################################################################
##### Author: Zechuan Lin, Yale School of Medicine #############
##### E-mail: zechuan.lin@yale.edu #############################

These scripts are implementing a two-step approach for detecting eQTL and conditional eQTL analysis for cell type gene expression in single cell RNA seq study.

Relevant R packages: SVA (version 3.52.0, DOI: 10.18129/B9.bioc.sva), MatrixEQTL (version 2.1.0, link: https://www.bios.unc.edu/research/genomic_software/Matrix_eQTL/runit.html)
optparse (version 1.7.5, for passing parameters from command line, link: https://cran.r-project.org/web/packages/optparse/index.html)

These scripts implemented eQTL detection for each cell type by these five steps:

Step 1. Remove of batch effect by using ComBat (pls see: 10.1093/biostatistics/kxj037):

Script run: Rscript control_of_covariances.R gene_expression_matrix covariate_matrix

Known sequencing batch effect will be used as a category variable and batch effect is removed by using ComBat function.

Note that the gene expression matrix should look like following:
	Subject1	Subject2
Gene1	1	1
Gene2	2	2

The covariate matrix should look like:
	Cov1	Cov2
Subject1 A	A
Subject2 B	B

Step 2. Estimate the hidden relatedness among subjects by using Surrogate Variable Analysis (SVA, pls see: 10.1093/bioinformatics/bts034), and remove the hidden relatedness effect + known covariate effects by using fsva.

Script run: Rscript control_of_covariances.R gene_expression_matrix covariate_matrix

This step is implemented in the same script as step2, pls see the input of step2.

Step 3. Detect eQTLs by implementing MatrixEQTL:

Script run: Rscript matrixeQTL_for_eQTL_detection.R -g genotype_input -e expression_matrix -p gene_position -s SNP_position -o output_prefix

All file formats should follow the standard input format of MatrixEQTL!!

The covariates free gene expression data, the genotype data and gene position files were input for detecting eQTLs in each cell type

Step 4. Detect conditional eQTLs by implementing iternative regression using generalized linear model (GLM):

Script run: Rscript conditional_eQTL_analysis_for_each_gene.R input_file.
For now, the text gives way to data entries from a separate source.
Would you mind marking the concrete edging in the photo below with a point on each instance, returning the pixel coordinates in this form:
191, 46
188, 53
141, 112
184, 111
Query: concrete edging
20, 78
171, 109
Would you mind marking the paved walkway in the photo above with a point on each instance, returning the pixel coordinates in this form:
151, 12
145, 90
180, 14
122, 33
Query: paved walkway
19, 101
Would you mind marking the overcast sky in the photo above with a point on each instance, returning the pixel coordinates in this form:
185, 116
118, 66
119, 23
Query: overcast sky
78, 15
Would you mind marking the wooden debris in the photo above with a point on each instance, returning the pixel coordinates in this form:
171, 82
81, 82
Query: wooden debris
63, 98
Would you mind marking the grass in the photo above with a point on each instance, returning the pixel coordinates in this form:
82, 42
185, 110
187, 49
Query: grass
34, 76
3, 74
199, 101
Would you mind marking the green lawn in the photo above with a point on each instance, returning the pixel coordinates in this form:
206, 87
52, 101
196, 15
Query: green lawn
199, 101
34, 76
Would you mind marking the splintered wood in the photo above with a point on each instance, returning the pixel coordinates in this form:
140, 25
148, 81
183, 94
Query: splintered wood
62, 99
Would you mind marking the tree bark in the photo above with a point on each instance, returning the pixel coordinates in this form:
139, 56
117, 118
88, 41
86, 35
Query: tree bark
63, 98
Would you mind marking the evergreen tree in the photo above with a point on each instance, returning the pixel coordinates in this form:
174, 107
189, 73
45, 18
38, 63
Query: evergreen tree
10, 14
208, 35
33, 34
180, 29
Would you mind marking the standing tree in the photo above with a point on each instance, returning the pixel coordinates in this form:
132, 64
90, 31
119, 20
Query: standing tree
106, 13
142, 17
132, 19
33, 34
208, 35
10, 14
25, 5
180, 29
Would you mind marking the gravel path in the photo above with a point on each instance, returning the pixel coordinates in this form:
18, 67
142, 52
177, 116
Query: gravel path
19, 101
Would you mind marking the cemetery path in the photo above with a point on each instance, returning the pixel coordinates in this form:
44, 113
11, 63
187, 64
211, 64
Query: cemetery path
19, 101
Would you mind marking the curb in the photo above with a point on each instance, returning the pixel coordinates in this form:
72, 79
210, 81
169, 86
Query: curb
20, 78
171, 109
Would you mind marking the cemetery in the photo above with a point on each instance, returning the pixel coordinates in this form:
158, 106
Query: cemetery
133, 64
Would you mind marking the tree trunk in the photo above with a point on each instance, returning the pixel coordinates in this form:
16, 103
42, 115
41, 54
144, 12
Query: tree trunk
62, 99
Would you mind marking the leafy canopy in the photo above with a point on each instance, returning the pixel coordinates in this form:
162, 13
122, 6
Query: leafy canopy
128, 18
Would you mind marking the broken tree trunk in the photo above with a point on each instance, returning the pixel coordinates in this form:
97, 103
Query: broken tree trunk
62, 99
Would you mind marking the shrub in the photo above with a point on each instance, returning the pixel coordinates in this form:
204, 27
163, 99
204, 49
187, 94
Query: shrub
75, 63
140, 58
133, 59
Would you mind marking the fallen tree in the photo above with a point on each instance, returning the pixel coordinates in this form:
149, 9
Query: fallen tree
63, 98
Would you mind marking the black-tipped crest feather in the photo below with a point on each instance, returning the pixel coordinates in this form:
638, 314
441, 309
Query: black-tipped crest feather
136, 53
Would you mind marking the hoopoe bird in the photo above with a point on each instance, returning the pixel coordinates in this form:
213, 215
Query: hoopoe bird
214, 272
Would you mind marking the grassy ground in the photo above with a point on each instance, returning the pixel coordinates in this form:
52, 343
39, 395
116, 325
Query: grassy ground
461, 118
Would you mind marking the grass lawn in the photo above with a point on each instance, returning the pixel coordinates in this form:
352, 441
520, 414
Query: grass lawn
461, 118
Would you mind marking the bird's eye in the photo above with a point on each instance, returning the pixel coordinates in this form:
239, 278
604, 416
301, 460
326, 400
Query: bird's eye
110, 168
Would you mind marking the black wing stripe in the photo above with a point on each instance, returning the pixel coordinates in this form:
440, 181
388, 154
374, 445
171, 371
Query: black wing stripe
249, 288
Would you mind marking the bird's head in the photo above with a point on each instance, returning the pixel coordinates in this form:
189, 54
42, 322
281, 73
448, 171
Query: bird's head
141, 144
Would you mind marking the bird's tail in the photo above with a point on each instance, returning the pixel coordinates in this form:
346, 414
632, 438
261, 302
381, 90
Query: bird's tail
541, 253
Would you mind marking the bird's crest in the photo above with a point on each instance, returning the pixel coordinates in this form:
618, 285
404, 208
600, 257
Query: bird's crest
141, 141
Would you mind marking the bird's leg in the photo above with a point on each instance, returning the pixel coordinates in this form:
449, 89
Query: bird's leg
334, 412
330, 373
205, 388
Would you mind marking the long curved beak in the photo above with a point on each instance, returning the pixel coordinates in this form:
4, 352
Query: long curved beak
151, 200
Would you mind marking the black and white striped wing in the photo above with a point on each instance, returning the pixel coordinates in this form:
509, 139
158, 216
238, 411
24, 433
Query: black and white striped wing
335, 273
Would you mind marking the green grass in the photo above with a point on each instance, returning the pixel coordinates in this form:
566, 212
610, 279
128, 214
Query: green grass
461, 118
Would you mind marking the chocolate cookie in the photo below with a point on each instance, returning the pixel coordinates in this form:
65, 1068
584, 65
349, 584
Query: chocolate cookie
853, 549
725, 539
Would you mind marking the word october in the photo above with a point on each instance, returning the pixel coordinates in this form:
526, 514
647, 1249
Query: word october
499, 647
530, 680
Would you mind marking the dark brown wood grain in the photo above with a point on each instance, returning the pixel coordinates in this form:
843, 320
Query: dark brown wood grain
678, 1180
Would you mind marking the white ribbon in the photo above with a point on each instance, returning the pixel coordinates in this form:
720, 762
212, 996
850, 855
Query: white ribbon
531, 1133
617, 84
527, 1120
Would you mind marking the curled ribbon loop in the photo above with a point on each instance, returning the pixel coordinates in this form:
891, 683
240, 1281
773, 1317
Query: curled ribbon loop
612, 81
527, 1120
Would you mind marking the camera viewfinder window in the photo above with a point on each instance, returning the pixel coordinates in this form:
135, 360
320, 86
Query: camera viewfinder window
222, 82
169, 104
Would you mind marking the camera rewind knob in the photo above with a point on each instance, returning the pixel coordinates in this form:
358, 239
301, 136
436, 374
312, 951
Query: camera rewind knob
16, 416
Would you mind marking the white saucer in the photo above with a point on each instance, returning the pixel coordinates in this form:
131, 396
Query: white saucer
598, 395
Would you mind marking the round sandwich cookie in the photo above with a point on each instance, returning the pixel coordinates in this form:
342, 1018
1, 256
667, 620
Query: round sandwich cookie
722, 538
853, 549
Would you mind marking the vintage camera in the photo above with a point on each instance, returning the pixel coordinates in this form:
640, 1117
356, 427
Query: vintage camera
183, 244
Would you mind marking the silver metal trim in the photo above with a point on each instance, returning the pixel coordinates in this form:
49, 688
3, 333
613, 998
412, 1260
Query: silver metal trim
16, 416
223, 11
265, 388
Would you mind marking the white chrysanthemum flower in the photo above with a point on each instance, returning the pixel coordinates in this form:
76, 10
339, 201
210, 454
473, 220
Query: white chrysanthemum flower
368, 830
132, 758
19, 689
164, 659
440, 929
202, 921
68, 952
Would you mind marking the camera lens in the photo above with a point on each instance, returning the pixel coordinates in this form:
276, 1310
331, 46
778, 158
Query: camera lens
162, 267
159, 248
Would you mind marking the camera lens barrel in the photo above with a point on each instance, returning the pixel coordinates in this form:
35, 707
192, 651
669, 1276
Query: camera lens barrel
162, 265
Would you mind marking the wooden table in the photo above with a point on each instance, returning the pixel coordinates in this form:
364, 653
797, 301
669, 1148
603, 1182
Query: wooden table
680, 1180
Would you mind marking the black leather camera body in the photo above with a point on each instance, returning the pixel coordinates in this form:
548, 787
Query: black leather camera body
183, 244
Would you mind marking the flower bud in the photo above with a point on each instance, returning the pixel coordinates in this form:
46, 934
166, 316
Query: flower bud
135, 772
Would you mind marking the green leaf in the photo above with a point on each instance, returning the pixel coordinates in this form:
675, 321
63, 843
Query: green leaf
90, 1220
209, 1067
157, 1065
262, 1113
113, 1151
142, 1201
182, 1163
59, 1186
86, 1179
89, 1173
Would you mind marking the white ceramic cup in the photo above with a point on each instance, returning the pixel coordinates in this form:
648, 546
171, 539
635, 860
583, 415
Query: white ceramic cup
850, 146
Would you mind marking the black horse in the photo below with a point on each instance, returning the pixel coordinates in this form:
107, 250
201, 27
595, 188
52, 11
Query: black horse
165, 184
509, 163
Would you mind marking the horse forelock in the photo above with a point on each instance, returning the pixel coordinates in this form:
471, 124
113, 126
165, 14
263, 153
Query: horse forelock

The input file is just like the Demo file: Demo_data.conditional_eQTL.BIN3

For a known eQTL for a eGene, the SNPs within 1Mb of the eGene and the expression of the eGene were input for detecting conditional eQTLs by an iternative approch:
For iternation 1, this script use eGene expression as Y and numeric genotype of each SNPs as x and the eSNPs of all significant eQTLs for the eGene as covariates.
If no additional eQTLs detected after the iternation, the iternation will stop. If additional eQTLs detected (pass FDR <= 0.05), this iternation will continue by adding the eQTL into
model covariates, and the iternation will never stop untill no additional significant eQTL detected.